Policy makers need valid epidemiological information about the incidence and prevalence rates of diseases in the population to formulate public health policy. Every four years, the Dutch Public Health Status and Forecasts Report presents an overview of the population's health status using key public health indicators such as (healthy) life expectancy, morbidity rates and health determinants [1
]. In this report general practice based data are used to estimate the population's morbidity in terms of incidence and prevalence rates of many diseases.
Using data generated by general practice registration networks (GPRNs) to estimate morbidity has many advantages, especially in countries with a strong primary care system, like the United Kingdom and the Netherlands [3
]. In these countries, all non-institutionalized residents are listed with a single general practitioner (GP), which makes a precise determination of the population at risk possible.

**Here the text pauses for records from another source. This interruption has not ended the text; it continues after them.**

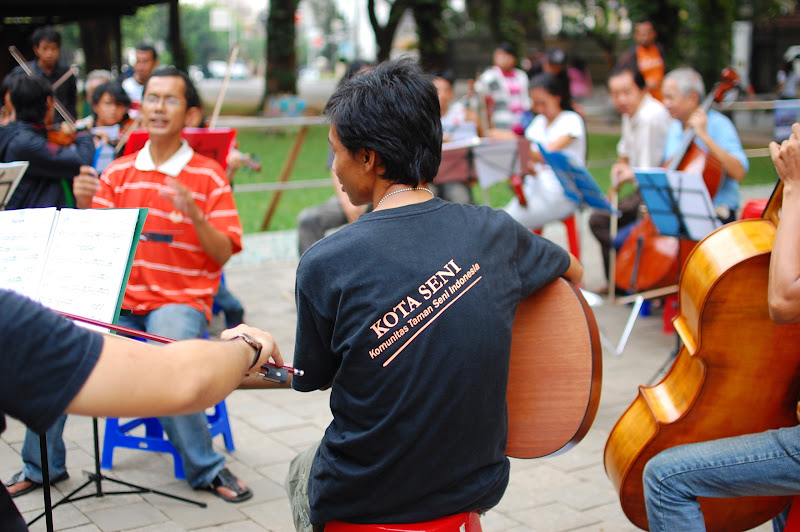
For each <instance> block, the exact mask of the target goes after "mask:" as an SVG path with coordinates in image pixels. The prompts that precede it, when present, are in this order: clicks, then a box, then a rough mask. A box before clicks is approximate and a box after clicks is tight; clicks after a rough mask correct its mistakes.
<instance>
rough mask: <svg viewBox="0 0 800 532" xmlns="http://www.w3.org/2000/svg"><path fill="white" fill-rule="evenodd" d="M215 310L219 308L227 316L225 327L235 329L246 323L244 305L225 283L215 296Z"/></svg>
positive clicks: (220, 284)
mask: <svg viewBox="0 0 800 532" xmlns="http://www.w3.org/2000/svg"><path fill="white" fill-rule="evenodd" d="M214 307H215V308H214V310H216V307H219V308H220V309H221V310H222V313H223V314H225V327H226V328H228V329H233V328H234V327H236V326H237V325H239V324H240V323H242V322H244V307H242V303H241V302H240V301H239V300H238V299H236V296H234V295H233V294H232V293H231V291H230V290H228V287H227V286H225V283H220V284H219V289H218V290H217V295H215V296H214Z"/></svg>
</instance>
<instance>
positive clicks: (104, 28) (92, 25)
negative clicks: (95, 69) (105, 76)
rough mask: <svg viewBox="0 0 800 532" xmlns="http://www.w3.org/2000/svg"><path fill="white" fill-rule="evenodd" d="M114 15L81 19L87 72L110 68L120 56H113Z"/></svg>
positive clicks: (115, 43) (83, 46)
mask: <svg viewBox="0 0 800 532" xmlns="http://www.w3.org/2000/svg"><path fill="white" fill-rule="evenodd" d="M114 19H117V17H116V16H114V15H109V16H105V17H98V18H93V19H84V20H81V21H80V28H81V47H82V48H83V52H84V54H85V55H86V72H91V71H92V70H95V69H97V68H108V67H109V65H112V64H114V60H115V59H116V57H118V55H119V54H118V53H117V54H115V57H113V58H112V57H111V50H112V45H115V44H116V41H115V39H114V31H113V30H114V24H115V22H114Z"/></svg>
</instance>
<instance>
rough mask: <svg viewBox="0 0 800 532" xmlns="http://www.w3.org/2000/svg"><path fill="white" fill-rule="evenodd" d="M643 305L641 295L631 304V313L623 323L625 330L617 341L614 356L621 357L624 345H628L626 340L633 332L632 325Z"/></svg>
mask: <svg viewBox="0 0 800 532" xmlns="http://www.w3.org/2000/svg"><path fill="white" fill-rule="evenodd" d="M643 303H644V297H642V296H641V295H639V296H636V300H635V301H634V303H633V310H631V313H630V315H629V316H628V321H627V322H626V323H625V329H623V331H622V336H621V337H620V339H619V345H618V346H617V350H616V351H615V352H614V354H615V355H617V356H622V351H623V350H624V349H625V345H626V344H627V343H628V338H629V337H630V335H631V331H633V325H634V324H635V323H636V318H638V317H639V311H640V310H641V309H642V304H643Z"/></svg>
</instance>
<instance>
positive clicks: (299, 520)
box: [285, 443, 325, 532]
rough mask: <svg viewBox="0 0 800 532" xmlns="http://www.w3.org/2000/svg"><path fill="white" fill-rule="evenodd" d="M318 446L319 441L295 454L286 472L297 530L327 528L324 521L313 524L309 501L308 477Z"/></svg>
mask: <svg viewBox="0 0 800 532" xmlns="http://www.w3.org/2000/svg"><path fill="white" fill-rule="evenodd" d="M318 447H319V443H317V444H316V445H314V446H312V447H311V448H309V449H307V450H305V451H303V452H302V453H300V454H298V455H297V456H295V457H294V459H293V460H292V462H291V463H290V464H289V472H288V473H287V474H286V484H285V488H286V493H287V494H288V495H289V505H290V506H291V509H292V519H293V520H294V528H295V530H297V532H321V531H322V530H324V528H325V525H324V523H323V524H322V525H318V526H314V525H312V524H311V519H310V516H311V505H310V504H309V502H308V479H309V477H310V475H311V464H313V463H314V456H316V454H317V448H318Z"/></svg>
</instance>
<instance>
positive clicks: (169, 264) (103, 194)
mask: <svg viewBox="0 0 800 532" xmlns="http://www.w3.org/2000/svg"><path fill="white" fill-rule="evenodd" d="M167 176H171V177H174V178H176V179H177V180H178V181H180V182H181V184H183V185H184V186H186V187H187V188H189V189H190V190H191V191H192V196H193V197H194V200H195V203H197V206H198V207H200V209H201V210H202V211H203V212H204V213H205V216H206V219H207V220H208V221H209V222H210V223H211V225H212V226H214V228H216V229H217V230H218V231H220V232H222V233H223V234H225V235H227V236H228V238H230V239H231V242H232V243H233V252H234V253H238V252H239V251H241V249H242V224H241V222H240V221H239V214H238V212H237V211H236V204H235V203H234V201H233V193H232V192H231V187H230V184H229V183H228V180H227V178H226V177H225V172H224V171H223V170H222V167H221V166H220V165H219V163H217V162H216V161H214V160H213V159H210V158H208V157H205V156H203V155H200V154H198V153H195V152H194V151H193V150H192V149H191V148H190V147H189V145H188V144H186V142H185V141H184V142H183V145H182V146H181V148H180V149H179V150H178V151H177V152H176V153H175V155H173V156H172V157H170V159H169V160H168V161H166V162H165V163H163V164H162V165H160V166H159V167H158V168H156V166H155V164H154V162H153V159H152V157H151V156H150V142H149V141H148V143H147V144H146V145H145V146H144V148H142V149H141V150H140V151H138V152H136V153H133V154H131V155H127V156H125V157H121V158H119V159H117V160H116V161H114V162H113V163H111V164H110V165H109V166H108V168H106V170H105V171H104V172H103V175H102V176H101V177H100V188H99V189H98V191H97V193H96V194H95V196H94V198H93V200H92V207H95V208H134V207H147V208H148V209H149V211H148V214H147V221H146V222H145V224H144V229H143V231H142V232H143V233H156V234H159V235H161V234H163V235H170V236H171V237H172V242H162V241H159V240H158V239H152V238H148V239H145V238H143V239H141V240H140V241H139V245H138V247H137V249H136V255H135V256H134V259H133V268H132V269H131V275H130V279H129V280H128V286H127V288H126V290H125V297H124V299H123V303H122V305H123V308H128V309H131V310H133V312H134V314H145V313H147V312H150V311H151V310H155V309H157V308H160V307H162V306H164V305H166V304H170V303H179V304H184V305H189V306H191V307H193V308H196V309H198V310H200V311H201V312H204V313H205V315H206V318H208V319H209V320H210V319H211V305H212V303H213V297H214V294H216V292H217V288H218V286H219V280H220V275H221V272H222V266H221V265H219V264H217V263H216V262H215V261H214V260H213V259H212V258H211V257H210V256H209V255H208V254H207V253H206V252H205V250H203V248H202V246H201V245H200V241H199V240H198V238H197V233H196V232H195V229H194V225H193V224H192V221H191V219H189V217H188V216H185V215H183V214H181V213H180V211H178V209H176V208H175V206H174V205H173V204H172V202H171V201H170V200H168V199H166V198H162V197H161V196H159V191H162V190H167V189H169V188H170V187H169V186H168V185H167V184H166V179H167Z"/></svg>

GPRNs put a lot of effort in building a reliable database. GPs, who belong to the same GPRN, are expected to use uniform recording methods and classification systems to record diseases. Furthermore, GPRNs systematically check the data to assure quality. Still, GPRNs differ from each other on several aspects. For example, there are GPRNs that include all morbidity presented in general practice, 'episode based' registries, while others only record chronic or very serious conditions into their database, also called 'problem based' registries [4
In a previous paper, we identified possible explanations for differences in morbidity rates among Dutch GPRNs and categorized them into four types of factors, health care system, methodology, practice/practitioner characteristics and patient characteristics. Until now, the contribution and mechanisms of these factors on the differences in morbidity estimation among GPRNs are not fully understood [3
]. To improve the usability of GPRN data for morbidity estimations of the total national population these aspects need to be investigated.
In this paper we investigate the effect of differences in patient characteristics on variation in morbidity estimations among GPRNs. Age, gender, socio-economic status (SES), urbanization level and ethnicity affect the probability to be diagnosed with a certain disease. For example, 65 percent of the people in low socio-economic class is chronically ill compared to nearly 40 percent of the people in the highest socio-economic class [1
]. There is reason to believe that the distribution of population characteristics varies among GPRNs, because some networks only operate in urban areas, while others operate in both urban and rural areas [4
]. Furthermore, most networks operate in a specific region, while immigrants are not equally spread across the Netherlands [6
Before investigating the effect of socio-demographic characteristics on the variation in morbidity among GPRNs, we studied the variation between networks and practices. We assume that for diseases with more ambiguous diagnostic criteria (e.g. depression) the variation among networks and among practices is larger than for diseases with clear diagnostic criteria (e.g. diabetes mellitus) [7
]. For diseases with disease-free periods (e.g. dermatitis, depression), we expect more variation in prevalence rates than in incidence rates [8
]. These differences result from difficulties in determining the ending of an episode in the registration. An episode starts when a GP records information about a patient's health, from contact with the patient or from information about the patient's condition from other health care providers, in the patient's medical record. On the other hand, a GP does not receive information when a disorder is cured [10
In summary, the goal of this paper is to study the variation among general practices and networks in incidence and prevalence rates of a selection of diseases. To gain more insight in possible explanations for these differences in morbidity rates, we investigate the influence of population characteristics. We hypothesize that adjusting for differences in age, gender, SES, urbanization level, and ethnicity among networks will reduce the variation among networks and therefore partly explain the differences in morbidity estimations among GPRNs.